Jim Long, President-CEO, Genesus Inc.
Lean Hog futures continued to be the pox on our house, creating fear and financial calamity in the swine sector. April Lean Hogs were 66.42¢ on March 24, on Friday, April 3, they closed at 40.22¢. A $50 per head drop in 10 days.
We aren’t lean hog future historians but we would guess this is the largest drop in lean hog future history. The National Daily Base Carcass slaughter 53-54% has decreased from 65.62¢ to 59.59¢ (March 26 – April 2).

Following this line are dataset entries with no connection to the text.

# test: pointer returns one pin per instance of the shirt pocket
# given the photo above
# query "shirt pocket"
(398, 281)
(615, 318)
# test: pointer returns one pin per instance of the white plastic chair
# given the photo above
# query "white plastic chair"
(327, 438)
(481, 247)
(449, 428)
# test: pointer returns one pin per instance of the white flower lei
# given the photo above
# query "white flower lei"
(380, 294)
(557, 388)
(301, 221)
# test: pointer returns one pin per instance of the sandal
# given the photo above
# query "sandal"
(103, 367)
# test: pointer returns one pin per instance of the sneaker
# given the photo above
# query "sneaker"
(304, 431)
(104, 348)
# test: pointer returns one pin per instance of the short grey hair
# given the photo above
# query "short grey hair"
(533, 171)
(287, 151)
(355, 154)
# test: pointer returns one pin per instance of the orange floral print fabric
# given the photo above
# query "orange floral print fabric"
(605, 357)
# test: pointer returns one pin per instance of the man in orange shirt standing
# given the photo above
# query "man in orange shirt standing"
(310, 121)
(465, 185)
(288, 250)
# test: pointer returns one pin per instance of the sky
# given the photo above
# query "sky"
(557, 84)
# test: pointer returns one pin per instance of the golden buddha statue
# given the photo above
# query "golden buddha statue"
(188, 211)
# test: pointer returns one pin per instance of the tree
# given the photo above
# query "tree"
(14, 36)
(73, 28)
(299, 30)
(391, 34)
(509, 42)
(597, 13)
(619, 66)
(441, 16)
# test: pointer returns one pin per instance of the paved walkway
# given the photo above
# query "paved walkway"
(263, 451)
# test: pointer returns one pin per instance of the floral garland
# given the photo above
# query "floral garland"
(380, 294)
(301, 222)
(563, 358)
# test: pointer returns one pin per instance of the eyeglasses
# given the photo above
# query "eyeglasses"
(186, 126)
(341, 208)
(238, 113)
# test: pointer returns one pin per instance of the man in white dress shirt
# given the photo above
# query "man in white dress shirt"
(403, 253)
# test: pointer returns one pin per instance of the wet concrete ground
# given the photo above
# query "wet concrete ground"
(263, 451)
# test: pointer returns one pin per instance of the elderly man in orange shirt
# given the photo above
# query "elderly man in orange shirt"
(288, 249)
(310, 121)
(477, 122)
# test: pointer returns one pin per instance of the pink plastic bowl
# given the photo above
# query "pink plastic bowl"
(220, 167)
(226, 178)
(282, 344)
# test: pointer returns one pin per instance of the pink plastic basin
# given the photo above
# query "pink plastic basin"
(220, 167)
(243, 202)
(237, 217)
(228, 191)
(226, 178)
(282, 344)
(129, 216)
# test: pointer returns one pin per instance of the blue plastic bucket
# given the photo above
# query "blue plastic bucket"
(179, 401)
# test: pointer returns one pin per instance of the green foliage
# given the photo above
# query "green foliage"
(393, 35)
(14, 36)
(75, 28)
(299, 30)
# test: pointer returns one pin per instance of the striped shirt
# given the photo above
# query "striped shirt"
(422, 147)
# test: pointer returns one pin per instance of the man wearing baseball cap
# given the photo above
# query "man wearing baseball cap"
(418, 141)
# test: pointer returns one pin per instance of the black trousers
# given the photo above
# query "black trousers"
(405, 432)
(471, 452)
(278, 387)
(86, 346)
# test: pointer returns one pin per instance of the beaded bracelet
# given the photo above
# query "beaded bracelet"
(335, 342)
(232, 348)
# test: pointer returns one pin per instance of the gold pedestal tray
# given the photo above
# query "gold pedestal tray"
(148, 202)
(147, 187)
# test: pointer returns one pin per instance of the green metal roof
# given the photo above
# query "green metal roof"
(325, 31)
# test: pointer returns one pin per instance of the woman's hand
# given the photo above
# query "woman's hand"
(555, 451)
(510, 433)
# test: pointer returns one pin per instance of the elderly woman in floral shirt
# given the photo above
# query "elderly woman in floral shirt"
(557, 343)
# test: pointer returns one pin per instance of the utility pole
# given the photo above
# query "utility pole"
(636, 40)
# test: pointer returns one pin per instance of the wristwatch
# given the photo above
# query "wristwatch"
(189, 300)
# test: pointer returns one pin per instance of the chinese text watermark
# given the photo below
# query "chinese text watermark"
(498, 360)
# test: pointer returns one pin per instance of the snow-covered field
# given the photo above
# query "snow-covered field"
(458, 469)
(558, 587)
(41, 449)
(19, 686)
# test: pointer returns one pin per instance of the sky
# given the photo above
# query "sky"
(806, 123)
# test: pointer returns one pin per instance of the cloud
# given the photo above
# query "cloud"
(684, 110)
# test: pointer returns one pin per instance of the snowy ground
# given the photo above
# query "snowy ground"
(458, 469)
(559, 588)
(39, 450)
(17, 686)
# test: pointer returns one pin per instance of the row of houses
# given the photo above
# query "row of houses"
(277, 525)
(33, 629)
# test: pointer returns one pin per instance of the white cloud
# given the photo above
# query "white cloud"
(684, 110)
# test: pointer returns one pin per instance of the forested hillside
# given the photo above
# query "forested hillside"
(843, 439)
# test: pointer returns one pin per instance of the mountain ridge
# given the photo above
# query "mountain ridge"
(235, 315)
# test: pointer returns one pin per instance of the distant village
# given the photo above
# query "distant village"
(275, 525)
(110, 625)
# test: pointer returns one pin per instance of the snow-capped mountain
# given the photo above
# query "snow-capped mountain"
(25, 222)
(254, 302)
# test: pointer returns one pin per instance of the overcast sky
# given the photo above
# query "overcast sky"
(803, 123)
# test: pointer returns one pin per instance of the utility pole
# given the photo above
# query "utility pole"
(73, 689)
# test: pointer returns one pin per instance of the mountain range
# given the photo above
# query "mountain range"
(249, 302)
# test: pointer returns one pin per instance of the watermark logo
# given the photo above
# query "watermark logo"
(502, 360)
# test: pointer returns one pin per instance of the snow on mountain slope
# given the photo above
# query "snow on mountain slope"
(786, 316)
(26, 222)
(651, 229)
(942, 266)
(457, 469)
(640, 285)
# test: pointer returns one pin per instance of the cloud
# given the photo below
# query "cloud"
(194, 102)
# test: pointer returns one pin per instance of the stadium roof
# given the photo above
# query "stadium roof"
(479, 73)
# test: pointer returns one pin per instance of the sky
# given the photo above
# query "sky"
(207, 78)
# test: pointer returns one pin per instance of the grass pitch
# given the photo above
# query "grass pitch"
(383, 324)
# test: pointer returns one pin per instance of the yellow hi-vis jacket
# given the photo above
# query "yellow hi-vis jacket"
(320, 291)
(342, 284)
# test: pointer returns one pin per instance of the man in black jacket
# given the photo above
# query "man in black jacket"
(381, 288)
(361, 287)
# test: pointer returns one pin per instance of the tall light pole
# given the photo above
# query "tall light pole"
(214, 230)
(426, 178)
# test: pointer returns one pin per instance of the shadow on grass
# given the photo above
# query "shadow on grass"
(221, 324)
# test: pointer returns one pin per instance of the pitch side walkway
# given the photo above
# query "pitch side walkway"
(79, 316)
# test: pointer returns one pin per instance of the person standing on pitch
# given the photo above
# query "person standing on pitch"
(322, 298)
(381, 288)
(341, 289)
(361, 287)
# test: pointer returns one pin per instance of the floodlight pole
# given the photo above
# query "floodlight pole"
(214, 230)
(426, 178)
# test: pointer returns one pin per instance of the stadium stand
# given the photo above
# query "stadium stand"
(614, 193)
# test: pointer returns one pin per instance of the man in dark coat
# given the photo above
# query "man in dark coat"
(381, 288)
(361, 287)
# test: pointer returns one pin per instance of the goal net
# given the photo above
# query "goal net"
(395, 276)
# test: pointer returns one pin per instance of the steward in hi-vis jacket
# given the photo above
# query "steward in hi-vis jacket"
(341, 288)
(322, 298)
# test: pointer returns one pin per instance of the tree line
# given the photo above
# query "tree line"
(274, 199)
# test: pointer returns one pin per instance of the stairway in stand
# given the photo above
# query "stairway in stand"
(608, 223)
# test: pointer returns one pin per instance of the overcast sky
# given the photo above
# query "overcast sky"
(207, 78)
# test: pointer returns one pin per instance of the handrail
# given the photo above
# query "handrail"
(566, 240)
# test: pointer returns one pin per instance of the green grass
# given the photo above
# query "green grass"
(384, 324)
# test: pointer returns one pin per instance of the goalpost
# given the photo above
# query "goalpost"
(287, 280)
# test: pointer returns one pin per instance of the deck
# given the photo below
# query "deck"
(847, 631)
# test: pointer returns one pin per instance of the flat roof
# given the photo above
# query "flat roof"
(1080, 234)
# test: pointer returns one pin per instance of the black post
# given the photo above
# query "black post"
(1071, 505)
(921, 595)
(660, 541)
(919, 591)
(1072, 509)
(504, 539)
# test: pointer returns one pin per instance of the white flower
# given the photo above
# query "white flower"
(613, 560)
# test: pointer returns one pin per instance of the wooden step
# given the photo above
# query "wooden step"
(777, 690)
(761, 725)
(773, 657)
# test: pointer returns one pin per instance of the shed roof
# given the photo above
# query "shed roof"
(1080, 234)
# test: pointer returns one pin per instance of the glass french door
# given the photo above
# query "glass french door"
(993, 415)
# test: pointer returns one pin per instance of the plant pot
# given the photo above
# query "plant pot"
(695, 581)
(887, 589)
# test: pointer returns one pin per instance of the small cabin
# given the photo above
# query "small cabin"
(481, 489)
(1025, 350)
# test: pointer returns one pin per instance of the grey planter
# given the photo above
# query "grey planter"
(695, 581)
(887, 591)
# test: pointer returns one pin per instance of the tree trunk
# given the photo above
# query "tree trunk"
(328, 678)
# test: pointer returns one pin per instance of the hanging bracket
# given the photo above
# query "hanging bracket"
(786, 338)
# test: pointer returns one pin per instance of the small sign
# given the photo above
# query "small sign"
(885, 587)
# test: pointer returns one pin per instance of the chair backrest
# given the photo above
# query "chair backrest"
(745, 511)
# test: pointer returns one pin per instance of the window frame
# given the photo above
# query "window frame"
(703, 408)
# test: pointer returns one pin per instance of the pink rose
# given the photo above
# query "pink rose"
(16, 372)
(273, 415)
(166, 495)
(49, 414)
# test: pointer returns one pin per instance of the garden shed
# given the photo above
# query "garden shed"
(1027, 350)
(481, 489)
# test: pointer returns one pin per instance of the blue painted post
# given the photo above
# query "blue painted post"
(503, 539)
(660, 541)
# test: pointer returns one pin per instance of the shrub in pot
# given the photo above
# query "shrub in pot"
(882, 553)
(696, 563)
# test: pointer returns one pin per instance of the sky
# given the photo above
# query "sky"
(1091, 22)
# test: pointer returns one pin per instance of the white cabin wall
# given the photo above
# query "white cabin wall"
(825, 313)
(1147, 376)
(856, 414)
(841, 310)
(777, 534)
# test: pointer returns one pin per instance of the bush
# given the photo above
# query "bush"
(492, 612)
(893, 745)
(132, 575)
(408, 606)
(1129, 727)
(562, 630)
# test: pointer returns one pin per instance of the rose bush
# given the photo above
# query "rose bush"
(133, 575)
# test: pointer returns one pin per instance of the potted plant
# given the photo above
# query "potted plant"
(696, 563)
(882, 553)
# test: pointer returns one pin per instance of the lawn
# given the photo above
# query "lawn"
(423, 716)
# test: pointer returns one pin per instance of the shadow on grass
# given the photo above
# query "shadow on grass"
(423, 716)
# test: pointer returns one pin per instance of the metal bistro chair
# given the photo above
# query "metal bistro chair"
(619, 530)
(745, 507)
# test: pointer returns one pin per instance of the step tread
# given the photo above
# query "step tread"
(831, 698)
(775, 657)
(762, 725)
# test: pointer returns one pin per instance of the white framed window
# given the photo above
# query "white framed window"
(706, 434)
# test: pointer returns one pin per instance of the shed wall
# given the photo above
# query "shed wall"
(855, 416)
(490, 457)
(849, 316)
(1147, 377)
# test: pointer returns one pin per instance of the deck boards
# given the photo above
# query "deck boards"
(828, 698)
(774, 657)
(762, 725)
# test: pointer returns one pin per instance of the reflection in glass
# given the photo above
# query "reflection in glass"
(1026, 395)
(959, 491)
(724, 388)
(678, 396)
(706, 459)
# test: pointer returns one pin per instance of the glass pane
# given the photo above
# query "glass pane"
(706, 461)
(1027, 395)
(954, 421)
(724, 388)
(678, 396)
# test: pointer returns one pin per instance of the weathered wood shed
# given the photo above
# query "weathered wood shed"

Part of the fear of driving the market lower is the thought pork (meat) consumption will decrease due to Coronavirus and slaughter plants will be closed or slowed down. We thought it would be a good idea to look at what’s happening in Europe (Spain) re Coronavirus, slaughter plants and pork prices.
Spain – 3rd largest hog producing country in the world.
Coronavirus deaths in Spain as of Saturday – 251 per 1 million people, in the USA deaths were 22 per 1 million people.
This is a report at the end of last week from Mercolleida, a coalition of Spanish producers, packers, and processors (translated from Spanish).
- Packing plants are working well, there are some little problems with personnel.
- So far pork prices have not plummeted.
- Internal demand for pork is down but export demand is stronger.
- One of the safest places in this country seems to be inside a slaughterhouse, whose strict biosecurity measures have now been joined by those specific to Coronavirus.
- Spanish integrators are not nervous about the market situation, because it appears no one cancels trucks and they have constant demand.
Price of Pigs in Spain
- The historic high was March 5 at 1.54 Euro/Kg. (75.6₵ lb. U.S. liveweight).
- Last week on Thursday, April 2 was 1.48 Eur/Kg. (72.65₵ lb. U.S. liveweight).
Not much of a drop. No doubt so far Spain has significantly more problems with Coronavirus than the U.S., with a death rate 10 times U.S. per 1 million people.
So far plants remain open, with good demand for export and with internal pork price stable.
We hope the U.S. can stabilize prices. We expect U.S. consumers will continue eating pork and exports will stay strong.
One other thing Spain doesn’t have lean hog futures to destabilize their market. As my late friend Doug Maus called Chicago “Las Vegas with no rules”. We can only imagine the devastating margin calls the last ten days on many. It’s one thing to lose value in the stock market, but at least you don’t have to cover the decrease with cash immediately.
The lean hog future value collapse we expect was driven by sharpies on Wall Street running computer models and the reality of margin calls eliminating contract holders.
If futures are a true reflection of the market coming i.e. August 54₵ there’s no way May next year will be 64₵. The liquidation of the sow herd by the spring of next year would be unprecedented.
Last Quarter (Dec 1 to Mar 1) showed a 96,000 sow head decline. The latest sow kill week was 66,500 – last year averaged 57,500 per week. We expect the scenario we are in now will see from March 1 to June 1, a decline of 150,000 – 250, 000 sows.
Someone asked us last week how is the market going to sort? Our reply was, its happening; the sow herd liquidation that is happening will fix any packer capacity issues real soon if we are half-ass correct.
A 6-month decline of 250,000 – 350,000 sows cuts annual production capacity by 5-7 million hogs. Do you think any new financing for sow barns from bankers is going to happen in the next 6 months?
- Sow herd liquidation that began in December will continue but at a faster pace.
- We expect consumer pork demand to stabilize and exports continue at record area levels.
- Packing plants and all food processing will be challenged by Coronavirus, but whether it’s Walmart distribution centers, pork, chicken, beef, plants, milk or any food processing, society cannot afford the collapse of the food chain due to Coronavirus positives.
- China made sure during coronavirus food kept coming, we expect the U.S. will too. There is little choice.